Proces ws. śmiertelnego postrzelenia Ukraińca
Przed Sądem Rejonowym w Chełmie kontynuowany
jest proces przeciwko dwóm policjantom ze Świdnika, z których
jeden jest oskarżony o śmiertelne postrzelenie podróżnego z Ukrainy. W środę składali zeznania kilkunastoletni koszykarze z Chełma i ich trener, którzy 15 miesięcy temu, jadąc autokarem na mecz do Lublina, byli naocznymi świadkami zdarzenia.
28 stycznia 2001 r. jadąca z nadmierną prędkością skoda octavia na czeskich numerach rejestracyjnych nie zatrzymała się do kontroli drogowej w rejonie miejscowości Piaski koło Lublina. Usiłujący zatrzymać ją policjanci dogonili pojazd po przeszło 20- kilometrowym pościgu w miejscowości Chojno Nowe.
Tam, jak zeznawali w środę koszykarze, policyjny radiowóz z włączonymi światłami i "kogutem" zajechał drogę czerwonej skodzie, która zatrzymała się kilka metrów przed nim. Policjant siedzący obok kierującego radiowozem wybiegł z samochodu i pobiegł w stronę zatrzymanego auta - zeznawali świadkowie. Otworzył drzwi skody, siłą wyciągnął kierowcę i błyskawicznie powalił go na jezdnię, przyciskając kolanem. Kierowca nie stawiał oporu - mówili koszykarze.

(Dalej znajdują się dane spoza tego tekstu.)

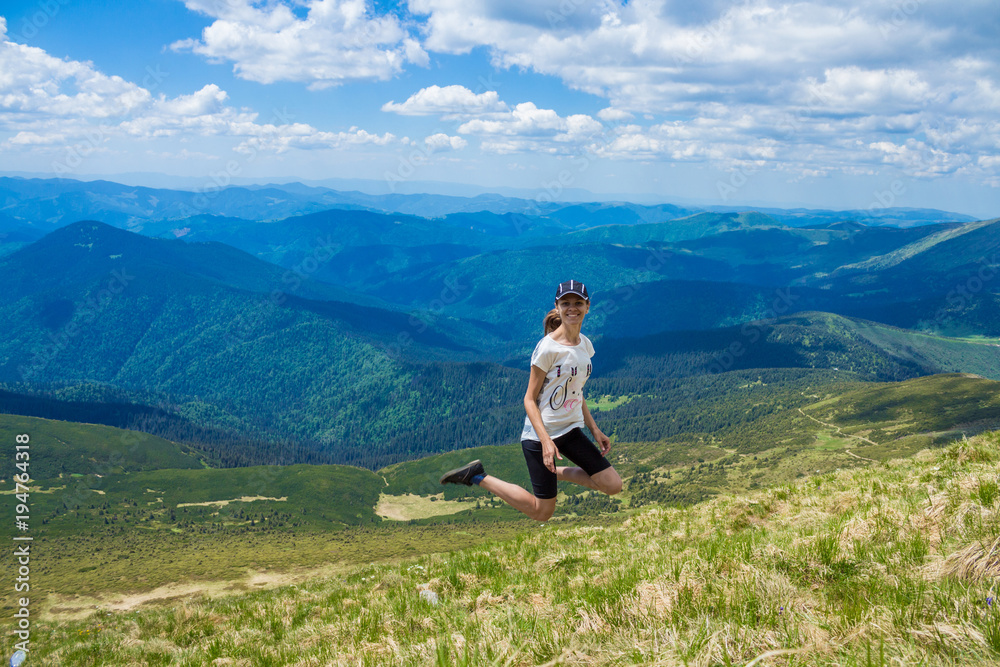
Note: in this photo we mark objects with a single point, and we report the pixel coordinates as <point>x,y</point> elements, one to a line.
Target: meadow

Według prokuratury, w trakcie zatrzymania skody doszło do szarpaniny między jej kierowcą a policjantem, w czasie którego padły dwa strzały z broni funkcjonariusza. Jedna z kul śmiertelnie ugodziła kierowcę w głowę. Zginął on na oczach jadącej z nim ciężarnej żony, która jest oskarżycielem posiłkowym w tym procesie.
Prokurator zarzucił jednemu z policjantów przekroczenie uprawnień związanych z użyciem broni, a w konsekwencji nieumyślne spowodowanie śmierci ukraińskiego podróżnego. Za czyn ten grozi oskarżonemu do 5 lat więzienia.
Oskarżeni policjanci nie przyznają się do zarzucanych im czynów. Na poprzedniej rozprawie wyrazili współczucie żonie ukraińskiego podróżnego, podkreślili, że to, co się stało, jest także ich osobistą tragedią.(ck)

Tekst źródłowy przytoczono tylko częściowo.